Williams, C.J., and Brickley, Cavanagh, Boyle, Riley, and Archer, JJ., concurred with Levin, J. 
      
      
        Kovacs v Chesapeake & O R Co, 134 Mich App 514; 351 NW2d 581 (1984).
     
      
       SJI2d 53.03.
     
      
       (1) After a verdict rendered by a trier of fact in favor of a plaintiff, an order of judgment shall be entered by the court. The order of judgment shall be entered against each defendant, including a third-party defendant, in the following order and in the following judgment amounts:
      (a) All past economic damages, less collateral source payments as provided for in section 6303.
      (b) All past noneconomic damages.
      (c) All future economic damages, less medical and other health care costs, and less collateral source payments determined to be collectible under section 6303(5) reduced to gross present cash value.
      (d) All future medical and other health care costs reduced to gross present cash value.
      (e) All future noneconomic damages reduced to gross present cash value.
      (f) All taxable and allowable costs, including interest as permitted by section 6013 or 6455 on the judgment amounts.
      (2) As used in this section, "gross present cash value” means the total amount of future damages reduced to present value at a rate of 5% per year for each year in which those damages accrue, as found by the trier of fact pursuant to section 6305(l)(b). [MCL 600.6306; MSA 27A.6306, added by 1986 PA 178.]
     
      
       MCL 600.6303; MSA 27A.6303, MCL 600.6306; MSA 27A.6306, added by 1986 PA 178.
     
      
       Although there is no decision of this Court on the question, the practice has not been to charge on the possible tax benefit to the plaintiff resulting from the award not being subject to income tax. The majority rule is that the jury should not be charged on income tax consequences.

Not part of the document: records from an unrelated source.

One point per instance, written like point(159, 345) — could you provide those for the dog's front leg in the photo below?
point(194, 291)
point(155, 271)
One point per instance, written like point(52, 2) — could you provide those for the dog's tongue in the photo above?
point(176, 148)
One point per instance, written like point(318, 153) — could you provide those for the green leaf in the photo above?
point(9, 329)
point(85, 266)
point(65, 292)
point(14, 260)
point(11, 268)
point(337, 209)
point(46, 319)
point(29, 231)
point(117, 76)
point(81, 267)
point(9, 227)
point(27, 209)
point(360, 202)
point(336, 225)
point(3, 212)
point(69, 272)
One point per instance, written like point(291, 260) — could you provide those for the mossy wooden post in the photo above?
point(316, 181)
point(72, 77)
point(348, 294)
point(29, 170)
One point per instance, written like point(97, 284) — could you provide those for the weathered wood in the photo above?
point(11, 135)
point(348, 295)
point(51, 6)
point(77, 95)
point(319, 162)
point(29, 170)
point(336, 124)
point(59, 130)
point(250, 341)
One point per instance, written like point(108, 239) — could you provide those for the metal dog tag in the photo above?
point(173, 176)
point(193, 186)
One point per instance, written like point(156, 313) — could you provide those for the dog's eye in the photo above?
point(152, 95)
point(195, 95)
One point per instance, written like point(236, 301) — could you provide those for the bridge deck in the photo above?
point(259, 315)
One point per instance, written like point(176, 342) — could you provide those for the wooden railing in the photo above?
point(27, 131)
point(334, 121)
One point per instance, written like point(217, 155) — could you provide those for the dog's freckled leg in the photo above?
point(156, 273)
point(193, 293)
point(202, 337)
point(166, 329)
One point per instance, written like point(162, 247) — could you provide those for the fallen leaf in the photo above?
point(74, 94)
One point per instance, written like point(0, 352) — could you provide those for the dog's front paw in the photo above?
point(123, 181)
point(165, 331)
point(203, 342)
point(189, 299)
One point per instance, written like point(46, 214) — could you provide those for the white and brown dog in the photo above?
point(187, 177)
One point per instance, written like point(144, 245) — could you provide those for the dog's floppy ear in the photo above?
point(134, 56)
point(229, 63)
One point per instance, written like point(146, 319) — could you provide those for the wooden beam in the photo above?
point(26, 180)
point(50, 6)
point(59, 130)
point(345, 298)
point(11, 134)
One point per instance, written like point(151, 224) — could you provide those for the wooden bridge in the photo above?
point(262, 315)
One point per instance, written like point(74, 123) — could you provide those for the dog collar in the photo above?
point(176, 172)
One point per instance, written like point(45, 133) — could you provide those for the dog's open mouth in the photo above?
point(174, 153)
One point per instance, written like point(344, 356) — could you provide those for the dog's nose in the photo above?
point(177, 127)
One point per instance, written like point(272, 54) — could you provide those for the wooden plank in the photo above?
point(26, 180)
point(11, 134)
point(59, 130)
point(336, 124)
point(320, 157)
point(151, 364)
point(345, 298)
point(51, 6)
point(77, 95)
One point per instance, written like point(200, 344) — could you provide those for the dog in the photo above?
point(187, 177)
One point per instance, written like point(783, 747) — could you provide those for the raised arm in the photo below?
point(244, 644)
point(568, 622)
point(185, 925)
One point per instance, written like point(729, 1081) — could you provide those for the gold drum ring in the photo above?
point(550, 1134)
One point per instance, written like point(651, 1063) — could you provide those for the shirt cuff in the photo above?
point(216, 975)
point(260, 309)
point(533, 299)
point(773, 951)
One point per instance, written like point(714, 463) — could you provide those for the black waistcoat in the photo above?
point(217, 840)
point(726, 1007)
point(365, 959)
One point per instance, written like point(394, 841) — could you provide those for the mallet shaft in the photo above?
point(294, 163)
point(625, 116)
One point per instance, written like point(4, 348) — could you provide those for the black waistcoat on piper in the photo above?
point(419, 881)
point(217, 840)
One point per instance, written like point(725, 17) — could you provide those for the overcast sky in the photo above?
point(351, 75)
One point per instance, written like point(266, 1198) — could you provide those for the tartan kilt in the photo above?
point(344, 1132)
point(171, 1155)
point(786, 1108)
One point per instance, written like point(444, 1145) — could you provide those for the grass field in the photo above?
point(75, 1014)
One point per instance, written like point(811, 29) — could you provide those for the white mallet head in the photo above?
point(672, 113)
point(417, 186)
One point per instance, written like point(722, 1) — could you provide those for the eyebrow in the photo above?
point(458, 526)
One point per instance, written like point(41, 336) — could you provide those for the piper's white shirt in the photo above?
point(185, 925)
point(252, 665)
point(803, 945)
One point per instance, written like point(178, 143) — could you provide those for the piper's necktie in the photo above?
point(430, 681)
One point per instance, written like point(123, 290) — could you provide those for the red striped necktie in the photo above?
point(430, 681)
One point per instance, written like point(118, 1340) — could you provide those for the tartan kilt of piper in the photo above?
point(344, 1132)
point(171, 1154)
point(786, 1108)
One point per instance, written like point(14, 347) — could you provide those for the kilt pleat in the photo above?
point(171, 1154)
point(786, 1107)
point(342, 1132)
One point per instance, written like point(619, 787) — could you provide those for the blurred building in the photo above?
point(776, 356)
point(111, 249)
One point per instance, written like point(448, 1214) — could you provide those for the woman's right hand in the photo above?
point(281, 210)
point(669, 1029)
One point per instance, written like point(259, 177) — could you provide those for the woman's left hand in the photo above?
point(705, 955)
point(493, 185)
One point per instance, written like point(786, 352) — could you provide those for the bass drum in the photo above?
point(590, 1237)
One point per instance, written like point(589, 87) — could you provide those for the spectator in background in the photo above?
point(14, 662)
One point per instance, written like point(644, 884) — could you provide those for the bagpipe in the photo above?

Anno: Propriety of taking income tax into consideration in ñxing damages in personal injury or death action, 16 ALR4th 589.
      Section 3107(b) of the Insurance Code provides that personal protection insurance (no-fault) benefits for work loss shall be reduced by fifteen percent because a money judgment for the plaintiff is not taxable unless the plaintiff presents "reasonable proof of a lower value of the income tax advantage . . . .” MCL 500.3107(b); MSA 24.13107(b).
     
      
       Anno: Effect of anticipated inflation on damages for future losses —Modern cases, 21 ALR4th 21.